The former anchor of “NBC Nightly News” took over the chair in MSNBC’s studio on the third floor of NBC headquarters at Rockefeller Center at 3 p.m. EDT as cameras fixed on Joint Base Andrews outside of Washington. awaiting the arrival of the Alitalia jet carrying the pope. Almost immediately, Williams started crosstalk about the event as it unfolded on the screen with Chris Jansing and other NBC News correspondents covering the event.
Williams made no mention of his new role as anchor of MSNBC’s breaking news coverage or any reference to his suspension by the network after false statements he made on and off the air about his 2003 reporting on the U.S. invasion of Iraq.
Williams, who first succeeded Tom Brokaw as “NBC Nightly News” anchor in December 2008, was officially removed from the evening news anchor chair in June. Lester Holt took over the program and has returned it to its status as the most watched network evening newscast.
Holt anchored the NBC News coverage of Pope Francis' arrival that aired on the network’s broadcast TV affiliates for about 45 minutes. The video feed was often identical to MSNBC and both anchors drew on the same battery of NBC News correspondents.
While Williams’ new role is clearly a demotion, he is the core of MSNBC’s new commitment to breaking news coverage during the day that fully integrates the on-air talent and resources of NBC News.
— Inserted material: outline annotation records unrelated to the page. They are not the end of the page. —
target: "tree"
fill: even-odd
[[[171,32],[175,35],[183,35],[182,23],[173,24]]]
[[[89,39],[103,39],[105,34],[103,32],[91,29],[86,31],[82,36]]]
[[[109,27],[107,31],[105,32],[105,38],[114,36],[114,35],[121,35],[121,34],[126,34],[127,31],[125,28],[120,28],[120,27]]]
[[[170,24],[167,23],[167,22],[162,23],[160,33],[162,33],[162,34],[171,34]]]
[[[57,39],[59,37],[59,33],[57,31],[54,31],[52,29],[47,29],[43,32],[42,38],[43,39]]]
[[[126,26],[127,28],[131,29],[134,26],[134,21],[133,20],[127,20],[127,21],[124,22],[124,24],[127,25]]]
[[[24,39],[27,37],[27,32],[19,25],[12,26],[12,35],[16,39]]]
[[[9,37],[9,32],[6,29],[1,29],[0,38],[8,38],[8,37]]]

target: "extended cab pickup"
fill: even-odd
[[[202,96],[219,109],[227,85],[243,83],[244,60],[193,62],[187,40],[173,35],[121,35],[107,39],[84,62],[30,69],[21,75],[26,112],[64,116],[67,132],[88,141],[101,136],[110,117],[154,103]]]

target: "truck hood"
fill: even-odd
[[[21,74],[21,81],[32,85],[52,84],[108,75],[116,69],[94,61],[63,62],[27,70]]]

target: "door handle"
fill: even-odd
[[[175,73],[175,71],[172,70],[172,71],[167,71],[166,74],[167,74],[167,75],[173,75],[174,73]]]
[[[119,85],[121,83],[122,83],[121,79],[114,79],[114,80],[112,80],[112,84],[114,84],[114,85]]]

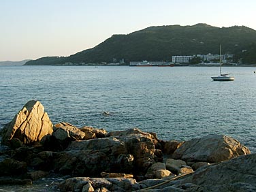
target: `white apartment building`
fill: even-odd
[[[192,58],[192,56],[172,56],[172,61],[174,63],[188,63]]]

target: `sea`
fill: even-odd
[[[212,81],[218,67],[0,66],[0,129],[34,99],[53,124],[138,127],[165,141],[225,135],[256,153],[256,68],[222,69],[235,80]],[[0,189],[54,191],[58,180]]]
[[[235,80],[212,81],[218,67],[0,66],[0,129],[34,99],[53,124],[166,141],[221,134],[255,153],[256,68],[222,68]]]

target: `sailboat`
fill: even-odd
[[[234,80],[235,78],[233,76],[230,76],[229,74],[223,74],[221,72],[221,45],[219,46],[219,71],[220,71],[220,76],[216,77],[211,77],[213,80]]]

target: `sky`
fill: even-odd
[[[256,30],[255,9],[255,0],[0,0],[0,61],[67,57],[151,26]]]

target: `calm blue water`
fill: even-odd
[[[136,127],[165,140],[225,134],[255,153],[255,70],[223,67],[235,81],[214,82],[217,67],[0,66],[0,129],[37,99],[53,124]]]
The positioning is a move away from channel’s dependence on progressive commentary in recent years, although left-leaning political hosts remain in place during prime time.
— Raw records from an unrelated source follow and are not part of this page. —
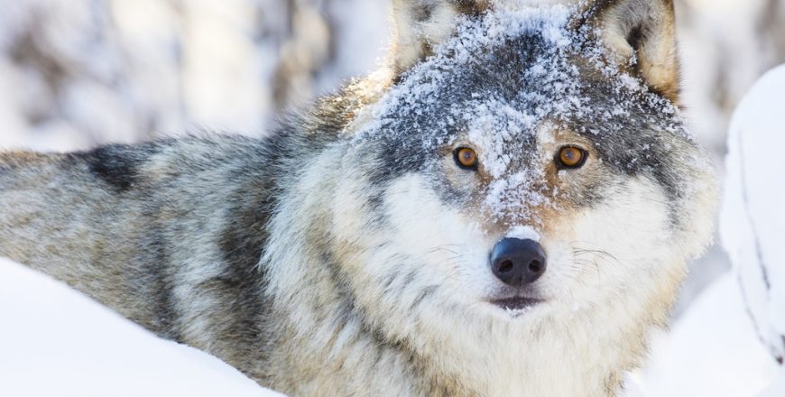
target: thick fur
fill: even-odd
[[[570,11],[564,37],[586,41],[558,51],[532,28],[465,57],[504,6],[396,0],[389,68],[270,138],[0,154],[0,254],[292,395],[614,395],[715,201],[673,106],[672,5],[649,3]],[[576,97],[522,74],[538,60]],[[630,78],[647,88],[609,82]],[[489,126],[506,115],[488,104],[539,115],[573,97],[588,111]],[[448,116],[477,108],[493,109]],[[457,145],[478,171],[456,166]],[[586,148],[583,168],[558,168],[565,145]],[[543,302],[505,310],[488,257],[522,228],[548,254],[524,291]]]

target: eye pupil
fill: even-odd
[[[465,169],[475,170],[479,163],[477,152],[467,147],[460,148],[456,151],[456,161],[458,166]]]
[[[566,168],[579,168],[586,160],[586,152],[577,147],[562,148],[559,154],[559,161]]]

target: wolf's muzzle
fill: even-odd
[[[491,269],[507,285],[522,287],[545,272],[545,251],[533,240],[504,238],[491,252]]]

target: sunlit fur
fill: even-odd
[[[484,168],[498,148],[456,132],[424,159],[407,150],[413,141],[358,134],[456,21],[499,2],[393,3],[387,67],[267,139],[0,154],[0,254],[291,395],[614,395],[710,239],[716,188],[703,152],[645,123],[659,113],[631,121],[640,136],[546,120],[525,148],[504,150],[539,176],[531,189],[547,199],[507,203],[525,216],[494,213],[478,192],[508,177]],[[612,54],[630,47],[617,40],[624,29],[656,32],[635,43],[649,59],[616,66],[642,78],[646,95],[676,101],[674,69],[646,66],[672,61],[670,1],[574,13]],[[647,50],[658,48],[667,51]],[[507,76],[509,65],[495,67]],[[597,89],[595,113],[608,110]],[[651,150],[644,136],[657,138]],[[609,152],[620,143],[629,148]],[[460,145],[477,152],[476,171],[456,164]],[[559,167],[565,146],[586,151],[580,168]],[[645,166],[614,157],[643,148]],[[508,287],[488,261],[516,227],[536,236],[548,268],[525,290],[542,302],[510,310],[490,303]]]

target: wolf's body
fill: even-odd
[[[0,154],[0,254],[293,395],[613,395],[711,230],[672,5],[394,6],[391,68],[270,138]]]

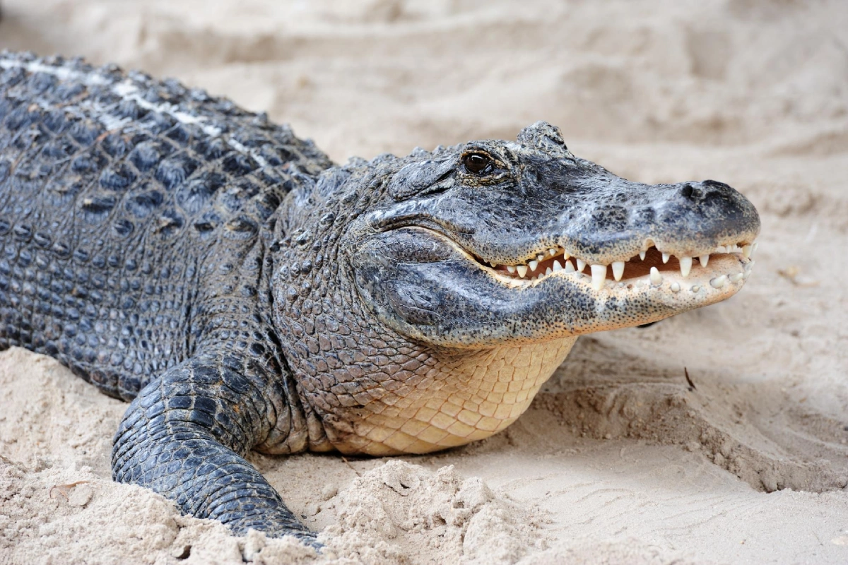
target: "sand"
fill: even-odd
[[[738,296],[581,338],[489,440],[252,456],[320,557],[112,483],[126,405],[2,352],[0,563],[848,562],[848,4],[3,2],[0,48],[178,77],[339,161],[546,119],[626,178],[732,185],[762,234]]]

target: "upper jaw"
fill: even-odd
[[[579,255],[572,255],[562,246],[543,247],[533,258],[516,264],[502,265],[474,258],[481,267],[491,271],[503,284],[530,285],[550,276],[570,276],[585,280],[594,291],[632,289],[633,285],[661,287],[672,292],[683,289],[698,290],[709,285],[720,289],[741,283],[750,274],[751,258],[756,243],[740,241],[717,246],[698,256],[678,255],[657,248],[650,239],[644,241],[639,253],[630,258],[617,258],[609,263],[589,263]]]

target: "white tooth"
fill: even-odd
[[[680,258],[680,274],[683,275],[683,279],[689,276],[689,271],[691,270],[692,270],[692,258],[691,257]]]
[[[616,280],[621,280],[622,277],[624,275],[624,262],[623,261],[613,261],[612,262],[612,277]]]
[[[726,274],[722,274],[720,277],[716,277],[710,281],[710,286],[712,288],[722,288],[728,284],[728,277]]]
[[[606,265],[592,265],[592,288],[600,291],[606,280]]]

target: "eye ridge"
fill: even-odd
[[[472,174],[485,174],[494,168],[492,158],[485,153],[469,153],[462,158],[462,164]]]

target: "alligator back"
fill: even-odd
[[[0,350],[133,397],[190,355],[207,274],[232,269],[293,178],[330,164],[176,81],[0,55]]]

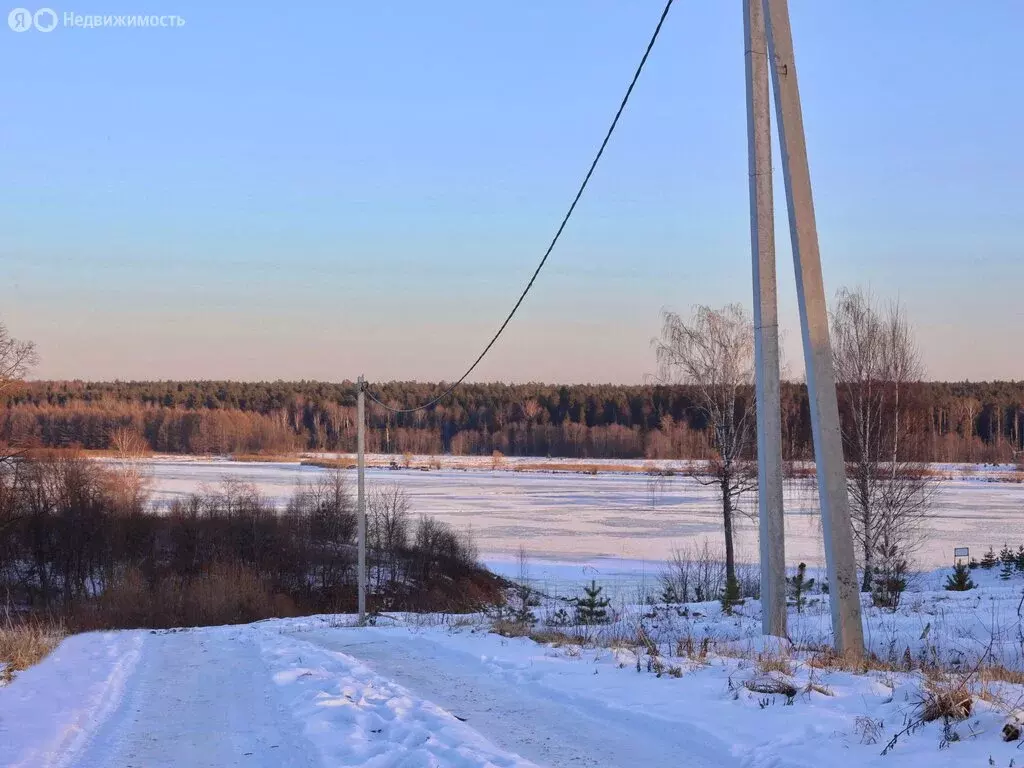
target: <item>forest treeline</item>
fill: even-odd
[[[133,462],[65,451],[0,460],[0,611],[88,629],[355,609],[357,521],[340,471],[297,486],[284,509],[240,482],[160,508],[148,492]],[[500,600],[467,531],[415,516],[395,486],[371,486],[367,507],[371,610]]]
[[[392,382],[375,394],[407,408],[436,384]],[[841,409],[845,410],[841,391]],[[368,403],[367,449],[388,454],[687,459],[713,454],[688,386],[467,384],[436,407],[391,414]],[[1012,461],[1024,449],[1024,382],[911,385],[907,459]],[[350,382],[39,381],[4,397],[0,440],[18,446],[106,449],[130,429],[153,451],[183,454],[355,449]],[[807,392],[782,387],[783,451],[811,455]]]

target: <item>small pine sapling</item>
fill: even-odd
[[[949,592],[967,592],[973,590],[975,584],[971,581],[970,568],[962,562],[953,566],[953,572],[946,577],[946,589]]]
[[[785,580],[790,585],[790,591],[793,593],[793,600],[797,606],[798,613],[804,612],[804,605],[807,603],[804,593],[814,588],[814,580],[807,579],[806,571],[807,563],[802,562],[797,566],[797,572]]]
[[[685,601],[679,599],[679,593],[676,592],[676,585],[672,582],[668,582],[662,588],[662,602],[666,605],[678,605],[679,603]]]
[[[739,582],[735,577],[726,578],[725,589],[722,590],[722,595],[719,598],[722,603],[722,611],[724,613],[732,613],[733,607],[742,602],[739,594]]]
[[[574,601],[578,624],[590,626],[608,623],[607,607],[611,604],[611,600],[601,597],[602,589],[595,581],[591,581],[589,587],[583,588],[584,596],[578,597]]]
[[[989,547],[988,552],[981,558],[981,567],[985,570],[991,570],[995,567],[996,562],[998,562],[998,559],[995,557],[995,550]]]
[[[1016,571],[1017,571],[1016,558],[1011,556],[1009,560],[1002,561],[1002,568],[999,570],[999,579],[1001,579],[1004,582],[1009,582],[1013,578]]]
[[[1002,549],[999,550],[999,562],[1002,565],[1010,564],[1011,566],[1016,562],[1017,556],[1014,551],[1010,549],[1006,544],[1002,545]]]

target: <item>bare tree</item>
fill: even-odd
[[[717,456],[709,471],[694,476],[716,484],[722,496],[728,604],[738,599],[733,518],[737,502],[757,486],[751,461],[754,419],[754,327],[739,304],[721,309],[697,306],[688,319],[665,312],[654,341],[659,376],[668,384],[689,384],[696,408],[708,420]]]
[[[139,514],[148,501],[153,482],[144,463],[150,443],[137,430],[119,427],[111,432],[110,444],[114,452],[110,474],[112,495],[121,511]]]
[[[870,293],[844,289],[831,326],[861,588],[895,607],[935,487],[921,464],[905,460],[907,390],[924,369],[896,303],[882,309]]]
[[[38,361],[36,345],[12,338],[7,327],[0,323],[0,394],[25,378]]]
Williams was largely straightforward in his approach on Tuesday. He became more relaxed as the coverage went along, and even returned to breezy banter he has been known to interject in his coverage when the pope drove off in a modest Fiat 500 sedan amid a motorcade of limousines and SUVs. Williams referred to the pope’s vehicle as a “Mr. Bean car,” a reference to the British TV sitcom character played by Rowan Atkinson.
NBC News executives said privately that Williams did not rehearse before showing up on Tuesday several hours before going on. He met with producers during the day to go over the sequence of events he would cover and studied notes. An NBC News executive on hand to witness his arrival, but not authorized to discuss it publicly, said Williams introduced himself to producers and technical crew members he had not previously met and was greeted warmly by NBC News political director Chuck Todd and other correspondents.
Williams is scheduled to resume MSNBC’s coverage of the pope’s visit on Wednesday.